- Directed by: Jerell Rosales
- Written by: Amber Coney; Jessica Dube;
- Produced by: Vince Jolivette
- Starring: Paulina Singer; François Arnaud; Lana Condor; Tyler Alvarez; Julia Jones; James Franco;
- Cinematography: Christina Voros
- Edited by: Julia Kots
- Music by: Tim O'Keefe
- Production company: Elysium Bandini Studios
- Distributed by: Lionsgate
- Release date: January 20, 2017;
- Running time: 86 minutes
- Country: United States
- Language: English

= High School Lover =

2017 film

High School Lover is a 2017 American romantic thriller directed by Jerell Rosales in his theatrical directorial debut. The film stars Paulina Singer, François Arnaud, Lana Condor, Tyler Alvarez, Julia Jones, and James Franco.
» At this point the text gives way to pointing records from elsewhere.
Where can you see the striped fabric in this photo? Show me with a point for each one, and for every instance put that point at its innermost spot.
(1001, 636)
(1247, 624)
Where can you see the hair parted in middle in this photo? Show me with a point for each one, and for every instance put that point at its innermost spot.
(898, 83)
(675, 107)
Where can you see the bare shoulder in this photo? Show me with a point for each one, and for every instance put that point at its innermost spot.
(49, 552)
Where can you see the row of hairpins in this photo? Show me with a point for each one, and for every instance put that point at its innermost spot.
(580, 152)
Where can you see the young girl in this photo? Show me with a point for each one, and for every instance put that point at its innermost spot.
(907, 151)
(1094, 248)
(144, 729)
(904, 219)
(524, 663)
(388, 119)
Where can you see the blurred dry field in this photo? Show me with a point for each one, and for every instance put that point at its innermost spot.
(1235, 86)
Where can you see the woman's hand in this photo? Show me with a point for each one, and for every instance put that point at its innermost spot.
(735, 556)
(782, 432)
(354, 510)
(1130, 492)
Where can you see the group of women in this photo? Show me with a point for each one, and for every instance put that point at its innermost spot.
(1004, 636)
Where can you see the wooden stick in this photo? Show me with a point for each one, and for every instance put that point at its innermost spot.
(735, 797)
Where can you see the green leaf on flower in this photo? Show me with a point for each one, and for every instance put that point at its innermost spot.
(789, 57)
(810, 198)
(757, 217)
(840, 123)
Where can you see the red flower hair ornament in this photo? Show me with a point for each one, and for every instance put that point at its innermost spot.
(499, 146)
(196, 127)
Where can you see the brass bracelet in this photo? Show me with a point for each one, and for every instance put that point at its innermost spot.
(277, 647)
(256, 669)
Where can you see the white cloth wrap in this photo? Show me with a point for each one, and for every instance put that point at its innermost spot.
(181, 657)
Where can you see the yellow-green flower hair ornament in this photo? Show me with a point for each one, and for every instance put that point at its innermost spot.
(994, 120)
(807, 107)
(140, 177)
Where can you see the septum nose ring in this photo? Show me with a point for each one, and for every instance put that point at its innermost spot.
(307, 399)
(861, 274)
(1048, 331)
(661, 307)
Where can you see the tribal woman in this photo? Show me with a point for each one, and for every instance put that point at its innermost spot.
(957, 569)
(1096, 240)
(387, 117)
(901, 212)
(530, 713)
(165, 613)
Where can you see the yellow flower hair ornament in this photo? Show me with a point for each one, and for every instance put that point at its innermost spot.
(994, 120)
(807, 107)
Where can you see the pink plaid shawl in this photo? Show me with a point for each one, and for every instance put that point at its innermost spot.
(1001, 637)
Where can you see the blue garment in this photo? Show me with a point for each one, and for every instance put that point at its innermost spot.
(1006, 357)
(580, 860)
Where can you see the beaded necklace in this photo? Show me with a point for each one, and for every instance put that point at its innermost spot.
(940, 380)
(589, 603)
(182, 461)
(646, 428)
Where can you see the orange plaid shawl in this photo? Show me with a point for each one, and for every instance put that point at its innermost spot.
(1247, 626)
It premiered in Los Angeles on January of 20, 2017 and then went on to have a television premiere on Lifetime.

==Plot==
After Kelly Winters, a 17-year-old high school senior, falls in love with Christian Booth, a famous actor who is 9 years older than her, Rick (also a cinematographer) tries to intervene before the crush turns into a dangerous obsession.

==Cast==

- Paulina Singer as Kelley Winters
- François Arnaud as Christian Booth
- Lana Condor as Allison
- Tyler Alvarez as Larry
- Julia Jones as Samantha Winters
- James Franco as Rick Winters
- Ashley Aufderheide as Rachel Winters
- Julian Elijah Martinez as Timothy West
- Julian Cihi as Journey Segal
- Renee Morrison as Jules Kenny
- Prince Rama as themselves
- David Alan Madrick as Richard Barley
- Vince Jolivette as Film Director Sean
- Fran Kravitz as High School Teacher
- Emmy Elliott as High School Student (uncredited)
- Allan Anthony Williams as Dave
- Angelica S Alvarez as Rosie (uncredited)
- Denisa Juhos as Actress
- Jess Domain as Actress
- Michelle Romano as Actress (uncredited)
- Leigh Fitzjames as Clare
- Yevgeniya Kats as Christian's Fan (uncredited)
- Aly Mang as Christian's Fan (uncredited)
- Merritt Chase as Club Patron (uncredited)
- Hansel Pacheco as Club Patron (uncredited)
- Brady Bryson as Boy in Club (uncredited)
- Jacqueline Honulik as Model (uncredited)
- Alexis Martinez as Model (uncredited)

==Production==
The feature film was shot in August and September 2016 on location in New York City. In January 2017, it was announced that Franco stars in the film and serves as an executive producer. It was also reported that Paulina Singer (ABC/Freeform's Dead of Summer) and François Arnaud (Star of NBC's Midnight Texas) have lead roles in the film.

==Release==
On January 20, 2017, it made its theatrical world premiere at Laemmle's Royal Theater in Los Angeles, where it played for one week.

In January 2017, it was announced that the film would be a part of Lifetime's slate, and premiered on February 4, 2017.

On November 21, 2017, the film was released on DVD, distributed by Lionsgate under license from A+E Networks.